Pool parties are a fun summer activity, but those hosting need to keep a vigilant eye out and take precautions to ensure everyone is safe, personal injury lawyer Gino Paciocco tells us.
“We’ve had cases with drowning fatalities and have seen that if you’re going to have a party, you take on the responsibility for those who attend,” says Paciocco, founding partner of the Windsor-based Paciocco & Mellow. “Really what it comes down to is active supervision.”
Situations sometimes occur in the water where even the best swimmer may get into trouble, including cramps, hitting your head on a rock or a diving board or a medical emergency, says Paciocco.
He points to Olympic swimming competitions, which are always staffed with lifeguards, no matter the experience of the competitors.
“For Pete’s sake, you have swimmers like Michael Phelps, who has 28 Olympic medals, and he has a lifeguard watching over the pool,” he says.
Officials are examining the circumstances earlier this month when a 15-year-old boy drowned while on a school trip to Algonquin Park. Questions are being asked about the amount and the kind of supervision that was available during the trip.
Paciocco refers to his case where he represented the family of a child who drowned while on an elementary school graduation excursion. The get-together was held at a residential home and teenagers escorted the group of children to a nearby beach.
“We were successful in that case because there wasn’t active supervision and basically when you’re throwing a party, you’re stepping into the shoes of a parent,” he says.
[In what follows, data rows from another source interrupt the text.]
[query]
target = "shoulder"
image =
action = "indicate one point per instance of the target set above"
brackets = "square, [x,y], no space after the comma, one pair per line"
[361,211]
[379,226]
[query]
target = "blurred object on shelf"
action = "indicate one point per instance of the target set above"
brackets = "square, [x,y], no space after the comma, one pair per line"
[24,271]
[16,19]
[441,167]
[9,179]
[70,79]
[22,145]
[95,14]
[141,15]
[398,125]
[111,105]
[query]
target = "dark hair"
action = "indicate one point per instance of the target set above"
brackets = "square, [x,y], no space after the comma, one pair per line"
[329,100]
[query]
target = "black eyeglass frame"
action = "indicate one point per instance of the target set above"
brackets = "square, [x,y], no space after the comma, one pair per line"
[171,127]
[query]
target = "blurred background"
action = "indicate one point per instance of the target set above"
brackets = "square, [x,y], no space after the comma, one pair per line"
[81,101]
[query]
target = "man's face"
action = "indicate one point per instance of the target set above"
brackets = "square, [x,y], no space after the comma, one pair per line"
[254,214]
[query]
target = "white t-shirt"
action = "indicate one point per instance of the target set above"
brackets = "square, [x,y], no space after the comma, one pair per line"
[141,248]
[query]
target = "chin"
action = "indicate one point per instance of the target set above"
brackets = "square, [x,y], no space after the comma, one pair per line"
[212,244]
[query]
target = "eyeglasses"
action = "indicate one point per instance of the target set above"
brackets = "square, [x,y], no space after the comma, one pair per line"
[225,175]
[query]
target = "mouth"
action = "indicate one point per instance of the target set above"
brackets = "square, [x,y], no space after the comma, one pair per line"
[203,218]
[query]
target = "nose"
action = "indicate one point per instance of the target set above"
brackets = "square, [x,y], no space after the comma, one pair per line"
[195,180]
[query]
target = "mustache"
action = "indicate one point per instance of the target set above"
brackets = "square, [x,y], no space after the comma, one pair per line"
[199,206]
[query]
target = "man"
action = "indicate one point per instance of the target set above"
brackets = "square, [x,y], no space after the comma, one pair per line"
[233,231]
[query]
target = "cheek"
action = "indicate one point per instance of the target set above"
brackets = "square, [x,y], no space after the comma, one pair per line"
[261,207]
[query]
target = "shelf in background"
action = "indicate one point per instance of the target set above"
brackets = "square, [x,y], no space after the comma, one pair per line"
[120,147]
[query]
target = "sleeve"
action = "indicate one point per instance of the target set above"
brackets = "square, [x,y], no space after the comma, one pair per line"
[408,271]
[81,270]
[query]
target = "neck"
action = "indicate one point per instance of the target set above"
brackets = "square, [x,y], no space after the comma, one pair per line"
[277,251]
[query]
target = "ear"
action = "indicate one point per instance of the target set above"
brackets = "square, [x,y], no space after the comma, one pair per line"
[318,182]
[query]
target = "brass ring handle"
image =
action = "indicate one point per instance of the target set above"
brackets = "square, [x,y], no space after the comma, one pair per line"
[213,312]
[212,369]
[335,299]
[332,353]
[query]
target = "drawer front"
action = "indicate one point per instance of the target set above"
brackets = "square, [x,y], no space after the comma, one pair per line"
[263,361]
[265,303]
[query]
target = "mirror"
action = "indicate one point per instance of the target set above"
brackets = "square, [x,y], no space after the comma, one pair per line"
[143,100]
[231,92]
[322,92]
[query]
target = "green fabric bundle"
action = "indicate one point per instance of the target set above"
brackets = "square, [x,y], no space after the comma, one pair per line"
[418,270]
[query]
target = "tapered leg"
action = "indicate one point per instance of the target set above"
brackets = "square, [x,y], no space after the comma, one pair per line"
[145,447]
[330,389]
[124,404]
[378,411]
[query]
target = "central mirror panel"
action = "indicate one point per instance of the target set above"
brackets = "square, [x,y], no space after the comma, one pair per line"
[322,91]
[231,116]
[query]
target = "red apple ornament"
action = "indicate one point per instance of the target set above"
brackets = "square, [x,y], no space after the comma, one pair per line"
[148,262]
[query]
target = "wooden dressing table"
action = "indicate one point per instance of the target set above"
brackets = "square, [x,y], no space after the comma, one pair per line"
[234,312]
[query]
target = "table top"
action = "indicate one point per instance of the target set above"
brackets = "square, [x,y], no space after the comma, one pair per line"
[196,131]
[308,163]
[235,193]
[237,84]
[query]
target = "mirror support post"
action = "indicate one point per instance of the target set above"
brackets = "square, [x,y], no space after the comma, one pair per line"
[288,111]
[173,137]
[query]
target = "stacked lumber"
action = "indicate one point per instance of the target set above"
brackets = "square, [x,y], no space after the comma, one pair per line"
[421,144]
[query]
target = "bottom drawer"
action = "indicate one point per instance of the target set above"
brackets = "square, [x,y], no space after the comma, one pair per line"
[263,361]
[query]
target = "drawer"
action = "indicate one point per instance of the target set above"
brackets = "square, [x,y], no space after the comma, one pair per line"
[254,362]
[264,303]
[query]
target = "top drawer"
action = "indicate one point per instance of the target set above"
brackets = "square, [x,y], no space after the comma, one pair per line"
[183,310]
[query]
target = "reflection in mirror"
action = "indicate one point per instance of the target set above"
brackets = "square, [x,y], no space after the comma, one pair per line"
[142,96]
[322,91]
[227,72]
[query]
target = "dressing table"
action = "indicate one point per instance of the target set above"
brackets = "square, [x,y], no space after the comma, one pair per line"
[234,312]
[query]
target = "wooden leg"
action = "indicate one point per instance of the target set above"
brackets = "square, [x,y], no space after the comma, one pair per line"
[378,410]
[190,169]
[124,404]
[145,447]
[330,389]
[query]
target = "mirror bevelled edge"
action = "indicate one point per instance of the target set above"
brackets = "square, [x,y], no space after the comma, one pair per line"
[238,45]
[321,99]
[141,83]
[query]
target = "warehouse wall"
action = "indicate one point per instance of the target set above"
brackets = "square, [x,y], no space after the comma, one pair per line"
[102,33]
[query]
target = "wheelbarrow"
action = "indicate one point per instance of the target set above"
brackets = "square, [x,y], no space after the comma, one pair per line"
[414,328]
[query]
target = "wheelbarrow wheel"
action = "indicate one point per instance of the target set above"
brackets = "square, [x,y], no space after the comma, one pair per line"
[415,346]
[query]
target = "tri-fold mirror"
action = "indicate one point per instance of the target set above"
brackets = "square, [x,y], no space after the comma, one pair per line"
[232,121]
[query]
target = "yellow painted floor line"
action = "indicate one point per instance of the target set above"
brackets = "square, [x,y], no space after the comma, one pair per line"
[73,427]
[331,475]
Paciocco says anyone hosting a water-based event needs to remove themselves from the activity and keep an eye on those in the water to ensure they remain safe. That means they ought not to mix with the other partygoers, and refrain from typical hosting duties.
The best approach, he says, is to hire a lifeguard to ensure someone is watching the water at all times.
For those with outdoor pools, fencing and locked gates are crucial. Paciocco suggests putting alarms on the doors of the house, as well, particularly when there are young children. That way parents are alerted if a child goes into the pool area.
Other prudent precautions include ensuring there is a reasonable level of swimming competence and encouraging the use of life jackets.
“The most important thing is active supervision, which is not just sitting by the pool and conversing with guests while glancing at the water from time to time,” he says. “Sometimes kids, with peer pressure, or whatever, make the wrong decisions.”
That, he says, is an extension of the overall responsibility homeowners have when they host parties. They’re obligated to ensure the property is safe and there are no hazards.
“People have to check that their furniture and property are in a good state of repair and that guests are not left unattended, especially the kids,” says Paciocco.
For those who plan to serve alcoholic beverages, he suggests having a Smart-Serve trained bartender on hand to monitor the situation and ensure guests are not over-served.
“The moment you decide to host a gathering, you’re taking on a tremendous amount of liability. So you have to ensure that people are being monitored and reasonable in their consumption of alcohol,” he says.